On Friday morning I found four sets of
chords for “Je suis venu te dire je m’en vais” (I just came by to tell you I'm
gonna leave" by Serge Gainsbourg. I picked the set that might be the
official ones in an actual chord but I still didn't agree with all of them.
Maybe it's different for guitar rather than piano but he just doesn't sound to
me like he's singing a G#minor at the beginning of the second line. I went with
a C7.
Now
that I’ve finished with school deadlines for a few weeks I felt I had the time
to go back to my floor cleaning project. I washed and brushed a six floorboard
wide section of my kitchen floor in front of the bookcase at the southwest
corner of the room. Since the last section I cleaned is covered up by the
bookcase, this is the first visible bit of progress I’ve made with the kitchen
floor.
It didn’t take me long and so I had time to ride down to Freshco before
lunch. They didn’t have much in the way of grapes and so I just bought three
bags of green ones. I got two half pints of raspberries, a jar of hot salsa and
Balderson extra old cheese was on sale for $5, so I got a hunk.
I
had a cold pork chop for lunch and some yogourt with honey.
I
got caught up on my journal.
In
the afternoon I did my exercises for the first time in a few days while
listening to Amos and Andy. This is the first show after the summer break of
1946. Andy has been working at a summer resort in the country where he's met a
rich woman whom he's asked to marry him. She says she’ll marry him as long as
they can live in the mountains that she loves. Andy buys a lot on the side of a
mountain that's ridiculously steep. Kingfish has a job with a real estate
company and he shows him the property. When they get there Andy says the lot is
too big. Suddenly there is the rumbling of an avalanche and after it dies down
Kingfish asks, “It ain't too big now is it?” There is a lot of humour around
the post war shortages of building materials and housewares. There is mention
of a law at that time against building but I can’t find any evidence of that.

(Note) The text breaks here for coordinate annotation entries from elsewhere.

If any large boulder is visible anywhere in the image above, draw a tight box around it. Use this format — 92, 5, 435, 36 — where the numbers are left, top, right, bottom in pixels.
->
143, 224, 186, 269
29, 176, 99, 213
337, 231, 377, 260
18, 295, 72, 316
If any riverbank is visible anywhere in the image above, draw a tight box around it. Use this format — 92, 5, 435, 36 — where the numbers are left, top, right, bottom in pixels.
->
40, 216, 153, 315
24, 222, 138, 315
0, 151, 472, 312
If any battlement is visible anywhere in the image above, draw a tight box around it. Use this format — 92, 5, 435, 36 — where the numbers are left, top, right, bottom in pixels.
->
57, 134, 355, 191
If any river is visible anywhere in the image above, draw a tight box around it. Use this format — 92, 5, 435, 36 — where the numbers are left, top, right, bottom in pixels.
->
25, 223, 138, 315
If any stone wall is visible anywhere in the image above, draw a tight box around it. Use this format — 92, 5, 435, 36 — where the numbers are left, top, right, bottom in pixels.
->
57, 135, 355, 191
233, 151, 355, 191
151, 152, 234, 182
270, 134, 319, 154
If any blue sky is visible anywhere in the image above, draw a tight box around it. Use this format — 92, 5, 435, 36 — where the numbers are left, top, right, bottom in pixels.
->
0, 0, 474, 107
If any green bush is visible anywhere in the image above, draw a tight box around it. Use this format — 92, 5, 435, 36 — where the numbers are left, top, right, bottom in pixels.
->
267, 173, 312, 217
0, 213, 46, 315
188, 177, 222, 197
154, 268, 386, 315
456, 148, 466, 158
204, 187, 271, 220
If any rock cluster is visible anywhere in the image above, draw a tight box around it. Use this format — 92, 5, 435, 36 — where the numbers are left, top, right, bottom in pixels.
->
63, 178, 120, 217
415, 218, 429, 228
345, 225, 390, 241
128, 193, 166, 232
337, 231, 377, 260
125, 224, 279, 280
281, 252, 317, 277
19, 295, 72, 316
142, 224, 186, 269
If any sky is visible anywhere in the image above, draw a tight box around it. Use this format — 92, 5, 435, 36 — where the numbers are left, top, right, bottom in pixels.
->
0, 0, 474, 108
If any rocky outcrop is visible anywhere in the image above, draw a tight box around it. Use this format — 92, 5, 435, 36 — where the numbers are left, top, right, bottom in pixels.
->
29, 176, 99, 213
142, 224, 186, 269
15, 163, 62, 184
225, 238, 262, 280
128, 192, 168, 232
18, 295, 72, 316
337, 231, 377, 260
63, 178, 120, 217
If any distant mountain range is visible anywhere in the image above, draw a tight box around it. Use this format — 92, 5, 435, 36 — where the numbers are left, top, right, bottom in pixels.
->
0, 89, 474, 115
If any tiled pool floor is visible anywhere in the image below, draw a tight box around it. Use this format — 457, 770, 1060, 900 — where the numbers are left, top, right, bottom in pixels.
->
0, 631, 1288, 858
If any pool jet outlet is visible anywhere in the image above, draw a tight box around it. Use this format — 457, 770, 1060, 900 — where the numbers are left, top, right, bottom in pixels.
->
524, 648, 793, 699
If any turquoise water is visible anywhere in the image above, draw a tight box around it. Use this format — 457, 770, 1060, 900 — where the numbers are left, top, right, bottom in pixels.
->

In the end Andy finds that Louise has left Andy without any word. He says he’ll
get back at her by holding onto the property that he bought so she can’t get
it. Kingfish looks at her picture and tells Andy that she’s the one that owns the
whole mountain.
I
read chapters 3 and 4 of The Inconvenient Indian by Thomas King.
Chapter
3 was about how much North America loves and profits from dead Indians. Live
Indians are invisible except when they dress up as dead Indians and North
Americans find legal Indians just plain annoying.
Chapter
4 was about all of the many forced relocations of Indians that have taken place
in the history of the United States and Canada. It was also about how treaties
mean diddlysquat.
I
read about half of chapter four of Ways of Knowing by Yale Belanger. It covers
what chapter 4 of King’s book does but King does it with humour while still
giving the relevant information.
I
had a potato, a chicken leg and gravy for dinner while watching Wanted Dead or
Alive starring Steve McQueen. In this story Josh is escorting a prisoner to the
town of Bannach because in three days Josh’s friend is going to hang for that
prisoner's murder, which obviously didn't happen. Perry, the leader of a
freight coach carrying a load of dynamite reluctantly agrees to let Josh and
his prisoner ride with them. At first he and Josh are enemies and agree that
when they get to Bannach they will fight it out. Along the way a bridge is out
and Josh shows ingenuity in using some of the dynamite to blast a passage
across. This causes Perry to gain respect for Josh. At one point Josh’s
prisoner gets hold of dynamite and says he’s going to kill everybody if he
can’t be free. He lights a match but the coach boss knocks it out of his hand
with a whip. When they get to Bannach past the deadline it turns out that his
friend’s trial has been delayed because everyone has left town because of a
gold strike. Josh and Perry go for a drink and forget about their animosity.
I
read the rest of chapter four of Ways of Knowing. It does seem that progress
has been made in the treaty process, especially with the creation of Nunavut.